There are enough uses of java.util.concurrent that serious bugs like this
should have been reported elsewhere... still a deep mystery.
The presence of a security manager while running an applet shouldn't matter,
should it?
Posted Date : 2007-11-10 00:02:00.0
I followed the path of investigation proposed by Ken,
and it indeed proved fruitful.
Here's what's going on:
AWT tries to shutdown an applet thread group,
eventually calling Thread.stop and causing ThreadDeath to be thrown
in each blocked applet thread, with this stack trace:
java.lang.ThreadDeath
at java.lang.Thread.stop(Thread.java:770)
at java.lang.ThreadGroup.stopOrSuspend(ThreadGroup.java:687)
at java.lang.ThreadGroup.stop(ThreadGroup.java:601)
at sun.awt.AppContext.dispose(AppContext.java:456)
at sun.applet.AppletClassLoader.release(AppletClassLoader.java:756)
at sun.plugin.security.PluginClassLoader.release(PluginClassLoader.java:439)
at sun.applet.AppletPanel.release(AppletPanel.java:204)
at sun.applet.AppletPanel.sendEvent(AppletPanel.java:302)
at sun.plugin.AppletViewer.onPrivateClose(AppletViewer.java:1071)
at sun.plugin.AppletViewer$3.run(AppletViewer.java:1020)
at java.lang.Thread.run(Thread.java:674)
The thread receiving ThreadDeath is blocked in LinkedBlockingQueue.take().
More specifically, looking at the body of LinkedBlockingQueue.take():
it acquired LinkedBlockingQueue.takeLock,
then waits on a condition for takeLock, which causes the lock to be released,
then a ThreadDeath is magically thrown, which naturally leads to
the lock not being reacquired, but the finally clause tries to unlock the
already unlocked lock, leading to IllegalMonitorStateException.
import java.util.concurrent.*;
As in this reduced test:
public class Bug {
public static void main(String[] args) throws Throwable {
final BlockingQueue q = new LinkedBlockingQueue();
Thread thread = new Thread() {public void run() {
try { q.take(); }
catch (Throwable t) {
Thread.interrupted();
t.printStackTrace();
}}};
thread.start();
Thread.sleep(1000);
thread.stop();
thread.join();
}
}
Should code in java.util.concurrent try to protect against ThreadDeath?
Probably not. ThreadDeath can occur ANYWHERE. Explained further here:
http://java.sun.com/javase/6/docs/technotes/guides/concurrency/threadPrimitiveDeprecation.html
So this seems like a problem in the applet code in classes_awt.
I don't have a good solution. It seems like a very hard problem.
But setting an UncaughtExceptionHandler for the
threads in question is worth investigating, although this might
help to sweep problems deeper under the rug.
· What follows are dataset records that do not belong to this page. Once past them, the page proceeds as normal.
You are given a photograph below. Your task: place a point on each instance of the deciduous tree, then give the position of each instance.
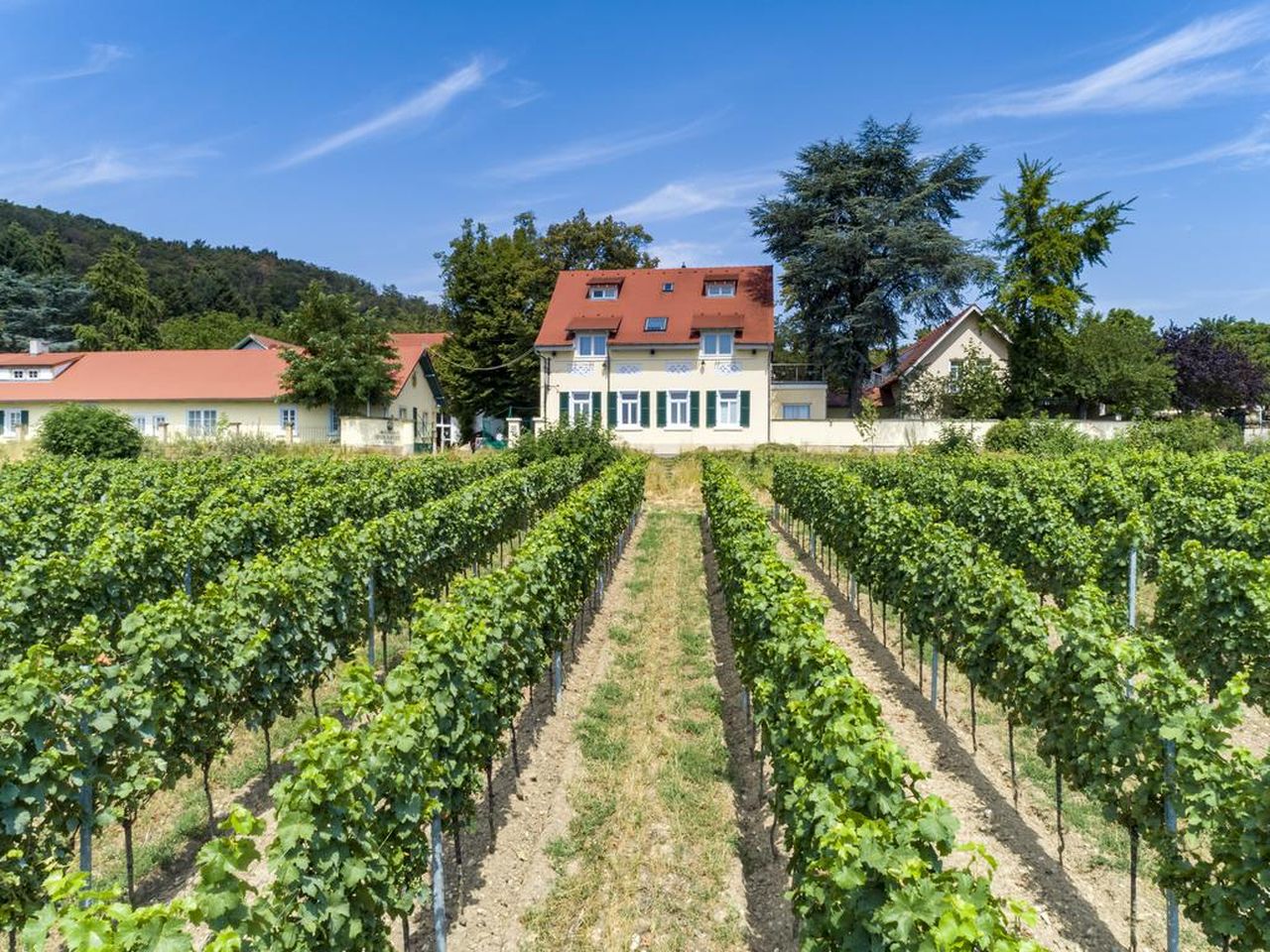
(861, 232)
(348, 359)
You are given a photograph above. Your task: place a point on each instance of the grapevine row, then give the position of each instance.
(131, 710)
(866, 848)
(1130, 749)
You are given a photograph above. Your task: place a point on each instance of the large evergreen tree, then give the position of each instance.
(348, 359)
(861, 232)
(1046, 245)
(123, 313)
(497, 293)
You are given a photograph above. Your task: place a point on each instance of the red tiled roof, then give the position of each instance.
(176, 375)
(642, 296)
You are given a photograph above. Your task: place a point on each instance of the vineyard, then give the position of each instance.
(420, 620)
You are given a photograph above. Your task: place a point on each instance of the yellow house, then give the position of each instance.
(670, 358)
(200, 394)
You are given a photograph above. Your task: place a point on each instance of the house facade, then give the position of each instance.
(670, 358)
(200, 394)
(943, 352)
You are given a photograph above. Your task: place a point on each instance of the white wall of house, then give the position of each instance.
(263, 417)
(671, 371)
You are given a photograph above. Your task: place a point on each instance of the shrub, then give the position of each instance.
(1192, 433)
(953, 439)
(589, 439)
(1035, 436)
(89, 431)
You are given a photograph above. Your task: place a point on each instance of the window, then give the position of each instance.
(590, 345)
(627, 409)
(729, 408)
(716, 343)
(677, 404)
(200, 422)
(579, 405)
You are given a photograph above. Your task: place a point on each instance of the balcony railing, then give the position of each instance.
(797, 373)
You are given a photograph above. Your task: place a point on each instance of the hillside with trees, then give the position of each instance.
(206, 296)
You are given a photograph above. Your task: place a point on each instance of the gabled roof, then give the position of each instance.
(686, 308)
(236, 373)
(912, 356)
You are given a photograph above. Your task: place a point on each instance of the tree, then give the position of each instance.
(348, 359)
(497, 293)
(89, 431)
(1210, 375)
(1046, 245)
(204, 331)
(862, 236)
(123, 313)
(1118, 361)
(979, 389)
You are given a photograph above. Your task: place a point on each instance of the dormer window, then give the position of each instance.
(590, 347)
(716, 343)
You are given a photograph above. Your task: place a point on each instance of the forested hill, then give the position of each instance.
(191, 280)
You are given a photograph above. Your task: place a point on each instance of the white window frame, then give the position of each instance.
(627, 411)
(728, 409)
(717, 344)
(200, 422)
(595, 345)
(679, 404)
(579, 405)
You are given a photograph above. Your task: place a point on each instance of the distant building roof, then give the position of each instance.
(643, 295)
(238, 373)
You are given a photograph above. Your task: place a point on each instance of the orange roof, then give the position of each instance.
(176, 375)
(686, 307)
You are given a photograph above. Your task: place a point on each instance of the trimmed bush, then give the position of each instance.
(1193, 433)
(1035, 436)
(89, 431)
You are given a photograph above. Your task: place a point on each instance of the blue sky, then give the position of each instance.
(359, 135)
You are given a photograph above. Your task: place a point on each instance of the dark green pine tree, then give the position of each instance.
(862, 236)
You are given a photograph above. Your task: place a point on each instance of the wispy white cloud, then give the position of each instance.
(105, 166)
(421, 107)
(100, 58)
(680, 199)
(594, 151)
(1185, 66)
(1246, 151)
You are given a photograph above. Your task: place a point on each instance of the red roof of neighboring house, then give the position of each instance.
(686, 307)
(176, 375)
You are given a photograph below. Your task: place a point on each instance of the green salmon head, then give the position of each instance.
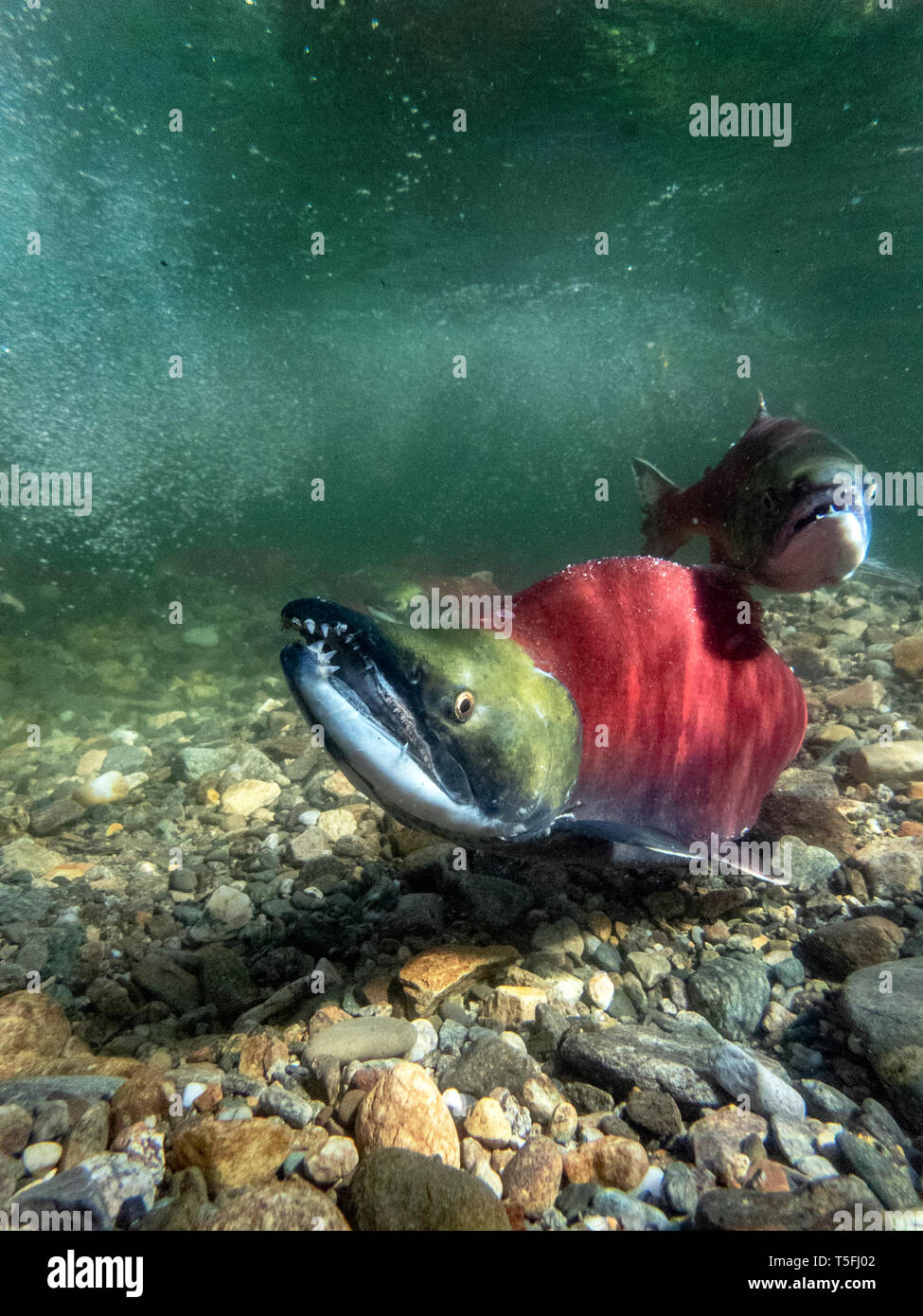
(455, 732)
(799, 524)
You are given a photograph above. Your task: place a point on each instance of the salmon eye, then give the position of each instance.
(464, 705)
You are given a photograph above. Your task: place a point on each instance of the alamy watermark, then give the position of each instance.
(767, 860)
(892, 489)
(24, 1218)
(438, 611)
(750, 118)
(47, 489)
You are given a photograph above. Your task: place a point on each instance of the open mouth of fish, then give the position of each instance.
(822, 506)
(823, 541)
(346, 677)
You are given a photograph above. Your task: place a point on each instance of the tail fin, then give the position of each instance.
(663, 530)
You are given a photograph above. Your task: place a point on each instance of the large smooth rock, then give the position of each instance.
(886, 1015)
(397, 1190)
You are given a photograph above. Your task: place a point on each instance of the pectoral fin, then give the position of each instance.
(663, 528)
(653, 844)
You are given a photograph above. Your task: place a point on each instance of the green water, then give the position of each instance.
(340, 366)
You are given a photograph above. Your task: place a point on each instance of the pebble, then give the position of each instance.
(406, 1110)
(893, 867)
(100, 1184)
(811, 1208)
(562, 935)
(811, 864)
(488, 1063)
(249, 795)
(398, 1190)
(541, 1097)
(908, 654)
(514, 1005)
(718, 1140)
(532, 1178)
(789, 971)
(427, 1040)
(630, 1056)
(229, 907)
(892, 1183)
(825, 1102)
(366, 1039)
(202, 637)
(41, 1157)
(337, 1158)
(14, 1129)
(743, 1073)
(108, 789)
(649, 968)
(895, 765)
(233, 1154)
(841, 948)
(678, 1190)
(292, 1207)
(492, 903)
(612, 1161)
(562, 1126)
(488, 1124)
(295, 1110)
(656, 1112)
(733, 994)
(632, 1215)
(815, 1167)
(448, 970)
(29, 1023)
(191, 1092)
(600, 988)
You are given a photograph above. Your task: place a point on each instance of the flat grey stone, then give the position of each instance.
(373, 1038)
(32, 1092)
(630, 1056)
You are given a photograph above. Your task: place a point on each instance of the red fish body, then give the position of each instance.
(689, 715)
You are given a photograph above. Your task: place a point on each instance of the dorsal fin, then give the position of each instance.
(663, 528)
(650, 483)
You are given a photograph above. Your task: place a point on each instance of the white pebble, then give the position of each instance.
(191, 1092)
(40, 1157)
(514, 1040)
(458, 1103)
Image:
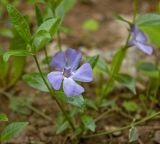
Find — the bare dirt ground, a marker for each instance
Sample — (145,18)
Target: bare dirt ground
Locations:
(108,37)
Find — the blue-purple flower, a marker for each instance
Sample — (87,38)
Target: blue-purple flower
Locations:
(139,40)
(66,65)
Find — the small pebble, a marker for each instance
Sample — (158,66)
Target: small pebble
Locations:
(157,137)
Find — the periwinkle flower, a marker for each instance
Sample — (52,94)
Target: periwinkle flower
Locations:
(139,40)
(67,73)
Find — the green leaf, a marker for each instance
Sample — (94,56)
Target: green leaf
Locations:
(6,32)
(130,106)
(16,70)
(92,60)
(150,19)
(91,104)
(35,80)
(64,7)
(51,25)
(89,123)
(3,117)
(62,127)
(126,81)
(76,100)
(3,68)
(19,23)
(91,25)
(133,134)
(39,15)
(41,39)
(12,130)
(117,60)
(20,53)
(102,66)
(108,103)
(20,104)
(61,124)
(148,69)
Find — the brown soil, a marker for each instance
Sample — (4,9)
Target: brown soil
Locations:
(41,131)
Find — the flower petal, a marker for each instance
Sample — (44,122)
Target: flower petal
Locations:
(58,61)
(141,37)
(55,78)
(73,58)
(71,88)
(83,74)
(138,35)
(135,29)
(144,47)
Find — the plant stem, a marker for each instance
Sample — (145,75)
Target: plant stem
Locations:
(39,112)
(53,95)
(123,128)
(47,58)
(119,60)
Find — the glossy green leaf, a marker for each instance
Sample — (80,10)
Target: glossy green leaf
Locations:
(41,39)
(133,134)
(6,32)
(64,7)
(12,130)
(3,68)
(150,19)
(19,23)
(148,69)
(3,117)
(92,60)
(19,104)
(91,25)
(61,124)
(51,25)
(126,81)
(62,127)
(19,53)
(102,66)
(88,123)
(117,60)
(91,104)
(35,81)
(16,70)
(130,106)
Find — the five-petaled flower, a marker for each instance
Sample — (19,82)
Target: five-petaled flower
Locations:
(66,65)
(139,40)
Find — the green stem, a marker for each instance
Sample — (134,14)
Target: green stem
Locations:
(123,128)
(119,61)
(39,113)
(135,10)
(47,58)
(53,95)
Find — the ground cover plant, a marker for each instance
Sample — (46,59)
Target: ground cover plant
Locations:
(90,99)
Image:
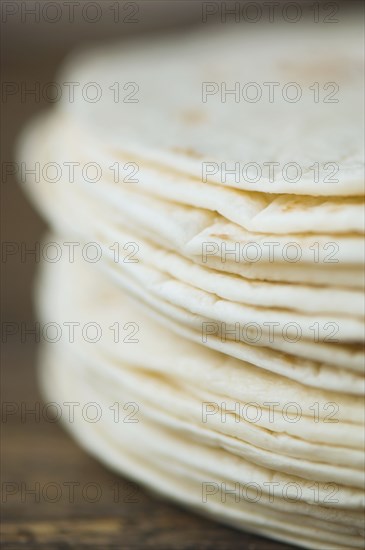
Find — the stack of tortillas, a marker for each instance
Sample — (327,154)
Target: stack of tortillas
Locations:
(220,317)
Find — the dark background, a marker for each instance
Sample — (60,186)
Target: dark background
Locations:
(34,450)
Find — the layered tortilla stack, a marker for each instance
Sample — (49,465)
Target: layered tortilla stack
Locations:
(231,235)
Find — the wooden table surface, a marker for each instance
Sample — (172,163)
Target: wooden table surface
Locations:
(40,462)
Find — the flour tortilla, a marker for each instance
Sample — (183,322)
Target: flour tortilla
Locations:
(159,348)
(171,125)
(173,226)
(100,444)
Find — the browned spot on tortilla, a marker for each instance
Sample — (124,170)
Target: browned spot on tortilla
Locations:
(188,152)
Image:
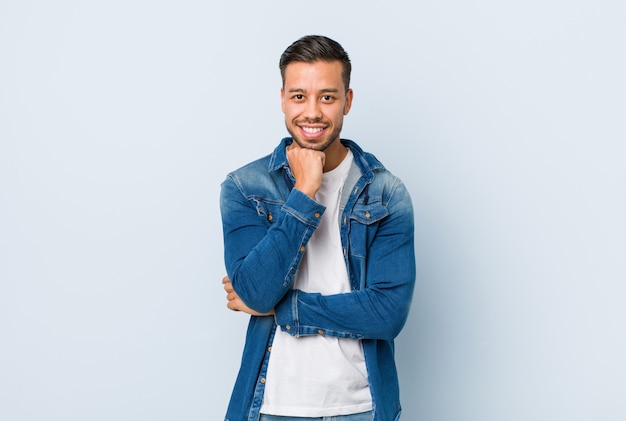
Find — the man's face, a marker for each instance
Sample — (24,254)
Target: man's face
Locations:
(314,100)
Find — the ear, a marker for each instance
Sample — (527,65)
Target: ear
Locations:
(348,104)
(282,98)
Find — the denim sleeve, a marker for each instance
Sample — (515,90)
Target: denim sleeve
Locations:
(377,311)
(261,258)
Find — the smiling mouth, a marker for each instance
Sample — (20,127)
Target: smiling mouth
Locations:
(311,130)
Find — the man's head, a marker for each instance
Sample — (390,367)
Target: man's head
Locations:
(312,48)
(315,95)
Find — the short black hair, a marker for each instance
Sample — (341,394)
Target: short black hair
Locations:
(312,48)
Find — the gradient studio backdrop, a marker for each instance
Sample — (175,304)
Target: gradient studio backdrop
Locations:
(119,120)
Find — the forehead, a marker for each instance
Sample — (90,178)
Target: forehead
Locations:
(327,74)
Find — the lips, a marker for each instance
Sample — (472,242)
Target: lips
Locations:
(311,132)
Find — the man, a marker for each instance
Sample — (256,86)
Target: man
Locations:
(318,244)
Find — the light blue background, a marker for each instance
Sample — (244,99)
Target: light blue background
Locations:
(119,120)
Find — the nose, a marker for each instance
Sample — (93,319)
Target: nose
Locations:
(312,110)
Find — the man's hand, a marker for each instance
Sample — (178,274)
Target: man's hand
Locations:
(235,303)
(307,166)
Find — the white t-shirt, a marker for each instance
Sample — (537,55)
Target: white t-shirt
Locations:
(319,376)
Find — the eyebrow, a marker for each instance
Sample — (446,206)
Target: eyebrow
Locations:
(323,91)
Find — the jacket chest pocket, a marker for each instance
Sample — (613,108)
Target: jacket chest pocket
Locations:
(268,209)
(364,222)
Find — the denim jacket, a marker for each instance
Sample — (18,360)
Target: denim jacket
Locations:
(267,224)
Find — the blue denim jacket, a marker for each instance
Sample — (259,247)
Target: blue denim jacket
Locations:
(267,224)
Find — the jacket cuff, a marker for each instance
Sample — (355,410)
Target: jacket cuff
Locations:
(304,208)
(286,311)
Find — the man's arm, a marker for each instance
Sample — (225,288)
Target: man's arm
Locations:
(262,258)
(380,310)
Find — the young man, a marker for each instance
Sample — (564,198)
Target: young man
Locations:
(318,244)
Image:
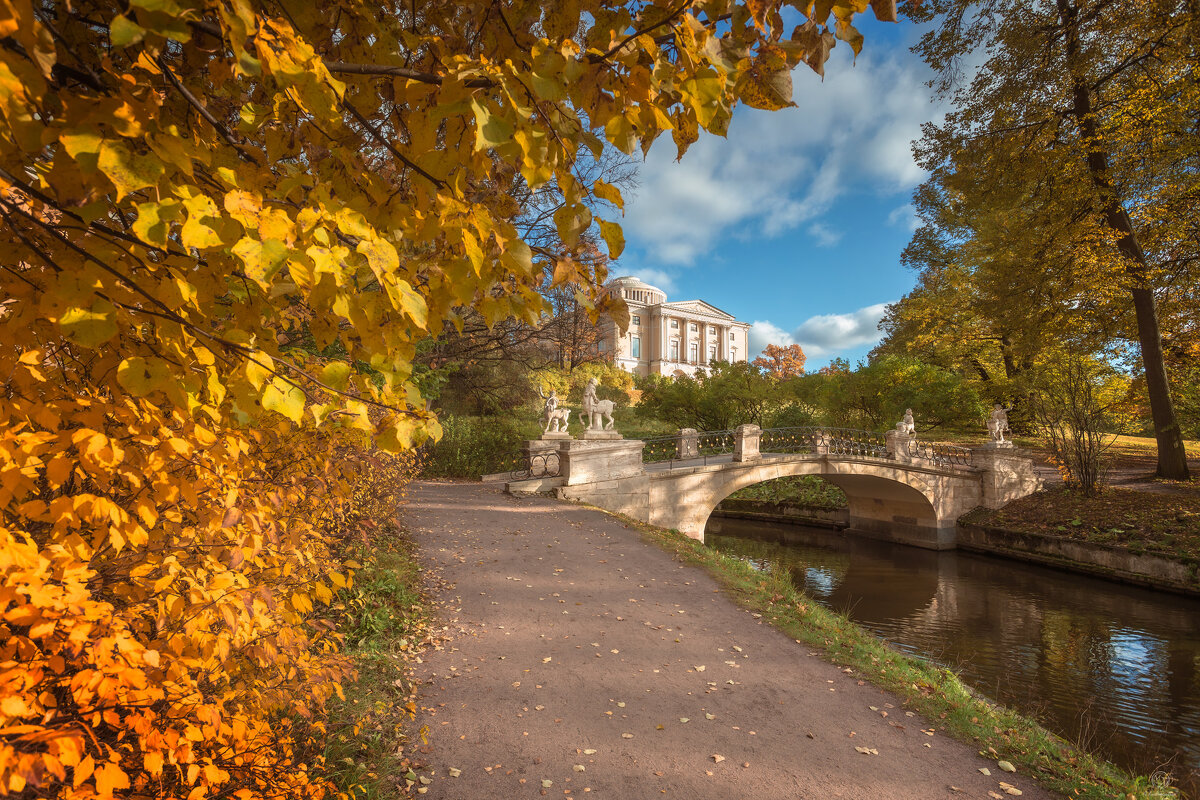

Redispatching to classes_awt.
Posted Date : 2007-11-10 07:59:34.0
The AppContext shutdown sequence first calls Thread.interrupt() on all threads running in that AppContext. Only if threads fail to respond to the interrupt in a timely fashion does the AppContext disposal code use Thread.stop(), which is the only "heavy hammer" available in the current Java platform for stopping threads (and even it is not guaranteed reliable).
One outstanding question is why the ThreadPoolExecutor does not respond to calls to interrupt(). This might be an application issue (where the Iris app does not properly shut down certain of its background ThreadPoolExecutors), but at least one occurrence of this exception, related to the termination of the per-AppContext Swing Timer thread, has no workaround at the application level.
As a related aside, the specification of Lock.lock() is problematic. Lock.lockInterruptibly() is probably the only variant that should ever have been specified.
More investigation is needed at the java.util.concurrent and ThreadPoolExecutor level to see what is needed in the face of AppContext termination. This should not simply be recategorized as an AWT bug.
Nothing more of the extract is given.